Not everyone has a bodyguard but 95-year-old Leonard Stevens does. The World War II glider pilot has Vonnie Wallace. She doesn’t accompany him armed with a pistol although when they first met, Wallace said she had one.
The unassuming duo met a few years ago when Stevens, who has a paralyzed arm from a war wound, asked her as she passed his house while walking her dog if Wallace could help him move a table.
She said okay, but told him she was “packing” a nine millimeter. If someone was behind the door who intended to do her harm, she would shoot because she was a great shot. Unfazed, Stevens replied if there was someone behind the door who didn’t belong there, she should fire. It was the start, as the expression goes, of a beautiful friendship.

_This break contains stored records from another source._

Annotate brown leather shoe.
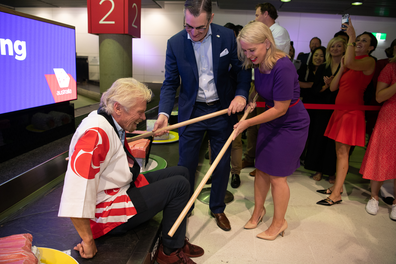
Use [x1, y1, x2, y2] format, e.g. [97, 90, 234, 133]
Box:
[249, 169, 256, 176]
[182, 238, 204, 258]
[157, 244, 195, 264]
[242, 159, 254, 168]
[211, 211, 231, 231]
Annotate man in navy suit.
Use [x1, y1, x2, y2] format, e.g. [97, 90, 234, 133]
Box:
[153, 0, 251, 232]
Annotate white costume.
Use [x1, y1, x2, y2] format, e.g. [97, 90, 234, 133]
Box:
[270, 22, 290, 54]
[58, 110, 148, 238]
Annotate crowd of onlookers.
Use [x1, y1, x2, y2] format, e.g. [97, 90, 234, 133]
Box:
[222, 9, 396, 221]
[291, 32, 395, 218]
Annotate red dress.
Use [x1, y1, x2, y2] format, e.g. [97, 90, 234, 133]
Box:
[360, 62, 396, 181]
[324, 55, 374, 147]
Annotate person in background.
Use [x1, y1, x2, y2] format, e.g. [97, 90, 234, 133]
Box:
[289, 41, 301, 70]
[334, 30, 349, 43]
[297, 46, 326, 103]
[368, 39, 396, 204]
[297, 46, 326, 168]
[205, 23, 248, 188]
[224, 22, 236, 36]
[373, 39, 396, 79]
[58, 78, 204, 263]
[235, 24, 243, 36]
[235, 21, 309, 240]
[305, 37, 346, 183]
[223, 22, 243, 39]
[243, 2, 291, 177]
[316, 18, 377, 205]
[153, 0, 251, 231]
[254, 3, 290, 54]
[385, 39, 396, 59]
[379, 180, 395, 206]
[360, 54, 396, 220]
[289, 41, 295, 61]
[224, 21, 243, 188]
[365, 38, 396, 142]
[241, 80, 261, 176]
[297, 37, 322, 66]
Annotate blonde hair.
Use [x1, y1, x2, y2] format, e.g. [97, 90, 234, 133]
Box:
[100, 78, 152, 114]
[325, 37, 347, 68]
[237, 21, 287, 71]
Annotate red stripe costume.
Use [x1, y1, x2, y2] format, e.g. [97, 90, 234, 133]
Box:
[58, 111, 148, 239]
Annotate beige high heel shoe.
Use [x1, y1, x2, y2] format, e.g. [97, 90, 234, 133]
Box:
[256, 219, 288, 240]
[244, 207, 266, 229]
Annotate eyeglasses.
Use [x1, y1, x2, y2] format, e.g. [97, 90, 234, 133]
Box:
[184, 20, 210, 33]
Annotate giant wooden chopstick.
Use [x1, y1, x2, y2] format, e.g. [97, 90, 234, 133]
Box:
[127, 109, 228, 143]
[168, 95, 257, 237]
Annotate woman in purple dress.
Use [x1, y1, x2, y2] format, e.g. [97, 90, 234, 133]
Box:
[234, 22, 309, 240]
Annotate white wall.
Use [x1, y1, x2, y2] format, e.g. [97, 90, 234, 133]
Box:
[17, 3, 396, 83]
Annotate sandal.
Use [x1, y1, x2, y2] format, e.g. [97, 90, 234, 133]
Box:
[316, 188, 343, 195]
[316, 197, 342, 206]
[316, 188, 332, 194]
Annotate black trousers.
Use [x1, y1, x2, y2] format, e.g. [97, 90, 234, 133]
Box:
[108, 166, 190, 249]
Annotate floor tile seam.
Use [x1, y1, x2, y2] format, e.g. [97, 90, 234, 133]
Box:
[342, 180, 375, 206]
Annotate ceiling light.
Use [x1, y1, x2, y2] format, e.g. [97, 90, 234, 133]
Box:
[352, 2, 363, 5]
[281, 0, 291, 2]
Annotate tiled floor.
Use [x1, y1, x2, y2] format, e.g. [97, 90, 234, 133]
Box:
[184, 146, 396, 264]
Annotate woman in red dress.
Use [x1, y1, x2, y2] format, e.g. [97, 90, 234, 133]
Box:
[316, 17, 377, 206]
[360, 55, 396, 220]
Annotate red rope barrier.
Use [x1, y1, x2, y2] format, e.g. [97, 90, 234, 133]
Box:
[255, 102, 381, 111]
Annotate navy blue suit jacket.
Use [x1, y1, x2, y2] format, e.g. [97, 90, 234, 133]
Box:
[159, 24, 251, 135]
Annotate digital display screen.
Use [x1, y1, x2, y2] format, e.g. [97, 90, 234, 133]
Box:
[0, 9, 77, 115]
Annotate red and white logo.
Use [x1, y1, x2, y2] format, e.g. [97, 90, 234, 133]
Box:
[53, 68, 70, 88]
[71, 127, 110, 179]
[45, 68, 77, 103]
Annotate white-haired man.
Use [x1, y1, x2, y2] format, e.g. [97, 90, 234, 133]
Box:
[58, 78, 204, 263]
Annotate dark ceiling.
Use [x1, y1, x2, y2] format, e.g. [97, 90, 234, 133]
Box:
[0, 0, 395, 18]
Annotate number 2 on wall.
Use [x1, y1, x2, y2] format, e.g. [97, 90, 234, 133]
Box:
[131, 3, 138, 28]
[99, 0, 115, 24]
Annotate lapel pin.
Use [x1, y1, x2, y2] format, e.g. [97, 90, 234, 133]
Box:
[217, 35, 220, 38]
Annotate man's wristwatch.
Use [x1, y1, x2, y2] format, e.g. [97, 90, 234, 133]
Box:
[347, 42, 356, 47]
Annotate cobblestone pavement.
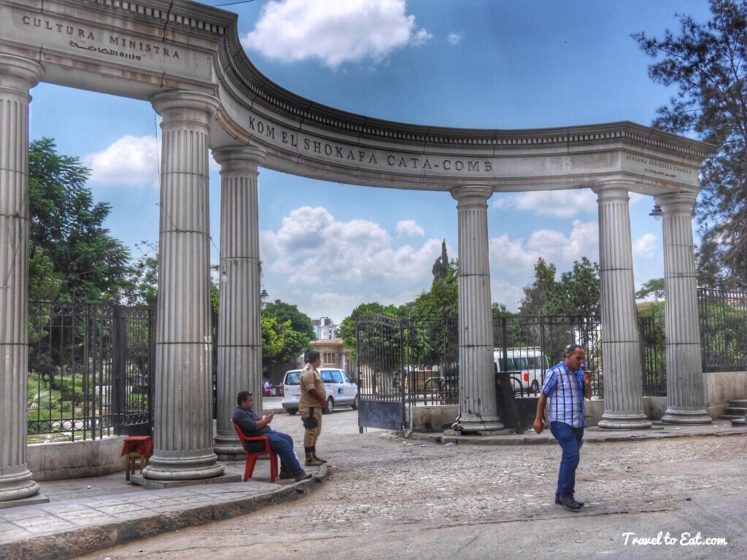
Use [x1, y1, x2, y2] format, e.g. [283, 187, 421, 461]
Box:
[77, 409, 747, 560]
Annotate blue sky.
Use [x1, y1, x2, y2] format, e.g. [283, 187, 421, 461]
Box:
[28, 0, 714, 323]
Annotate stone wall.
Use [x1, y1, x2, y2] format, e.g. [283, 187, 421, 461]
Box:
[705, 371, 747, 418]
[28, 436, 126, 481]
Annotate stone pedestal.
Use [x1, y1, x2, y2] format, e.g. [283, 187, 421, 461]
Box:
[212, 145, 266, 459]
[594, 185, 651, 429]
[0, 54, 45, 505]
[144, 90, 224, 481]
[450, 186, 504, 433]
[658, 191, 711, 424]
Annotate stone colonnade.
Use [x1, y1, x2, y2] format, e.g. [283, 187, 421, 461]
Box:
[0, 60, 712, 499]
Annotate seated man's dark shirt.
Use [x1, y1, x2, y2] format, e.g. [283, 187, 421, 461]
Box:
[232, 406, 271, 452]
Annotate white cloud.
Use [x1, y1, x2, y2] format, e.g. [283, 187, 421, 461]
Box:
[83, 135, 159, 187]
[447, 33, 462, 46]
[633, 233, 657, 258]
[242, 0, 432, 68]
[493, 190, 597, 218]
[527, 219, 599, 262]
[261, 206, 444, 287]
[396, 219, 425, 237]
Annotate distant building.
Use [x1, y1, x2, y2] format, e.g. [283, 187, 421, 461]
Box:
[312, 316, 337, 339]
[310, 338, 353, 372]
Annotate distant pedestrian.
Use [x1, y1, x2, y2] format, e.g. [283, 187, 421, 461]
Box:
[300, 350, 327, 466]
[533, 344, 592, 511]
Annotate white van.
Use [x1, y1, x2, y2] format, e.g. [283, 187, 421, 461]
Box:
[493, 347, 550, 393]
[282, 368, 359, 415]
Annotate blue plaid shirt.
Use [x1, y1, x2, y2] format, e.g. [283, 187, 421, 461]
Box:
[541, 362, 586, 428]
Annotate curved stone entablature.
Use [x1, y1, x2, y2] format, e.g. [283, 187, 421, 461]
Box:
[0, 0, 715, 194]
[214, 23, 713, 193]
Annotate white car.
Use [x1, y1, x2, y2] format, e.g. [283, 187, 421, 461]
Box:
[282, 368, 359, 414]
[494, 347, 550, 393]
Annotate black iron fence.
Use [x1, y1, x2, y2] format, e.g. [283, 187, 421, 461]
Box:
[27, 302, 154, 442]
[493, 314, 603, 397]
[699, 287, 747, 372]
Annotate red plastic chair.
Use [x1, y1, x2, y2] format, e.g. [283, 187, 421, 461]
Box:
[231, 420, 279, 482]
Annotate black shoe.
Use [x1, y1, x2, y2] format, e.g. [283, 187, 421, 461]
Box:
[279, 471, 294, 480]
[555, 495, 584, 507]
[558, 495, 582, 511]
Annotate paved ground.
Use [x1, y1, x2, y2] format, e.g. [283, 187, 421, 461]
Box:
[1, 404, 746, 560]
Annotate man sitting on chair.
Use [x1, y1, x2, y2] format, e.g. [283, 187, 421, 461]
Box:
[233, 391, 312, 482]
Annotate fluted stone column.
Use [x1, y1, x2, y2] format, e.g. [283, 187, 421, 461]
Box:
[594, 185, 651, 429]
[0, 54, 45, 506]
[658, 190, 711, 424]
[213, 145, 266, 458]
[450, 186, 504, 433]
[144, 91, 224, 481]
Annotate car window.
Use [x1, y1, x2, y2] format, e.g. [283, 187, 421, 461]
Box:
[330, 370, 343, 383]
[341, 370, 352, 383]
[507, 358, 515, 370]
[528, 356, 541, 369]
[284, 371, 301, 385]
[321, 370, 335, 383]
[514, 357, 528, 369]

In 1938 while the Great Depression lingered he joined the army at the age of 17.
He was hungry, Stevens explained. His father, a first sergeant during the Great War, told him how to use the system to his benefit.
He volunteered as a glider pilot and was sent to Rome, Naples, and Africa, even meeting Pope Pius XII on one occasion. Stevens wears a hat emblazoned with ‘WWII Combat Glider Pilot.’ It isn’t worn for show. He actually was a glider pilot in Operation Dragoon that in 1944 freed southern France. He lost 40 percent of his friends, killed the night before by Germans before they could clear his landing. His glider crashed, he was badly injured, and had to wait three days before rescue arrived.
He spent three years recuperating. Stevens retired as an Army Air Corps officer in 1949 and worked as a TV repair technician. His wife of 69 years, who bore two children, traveled the world with him until she passed away four years ago, WUNC reported.
Wallace and Stevens have gotten to know each other well, so well that she has learned his war stories and can fill in spaces if he forgets. She also does his paperwork. The symbiotic relationship works well despite her being approximately 40 years younger. Her husband had been in the military as was her father. She checks on Stevens daily.
In September Stevens was awarded the French Legion of Honour for his service in the Second World War. He is the last of the combat glider pilots.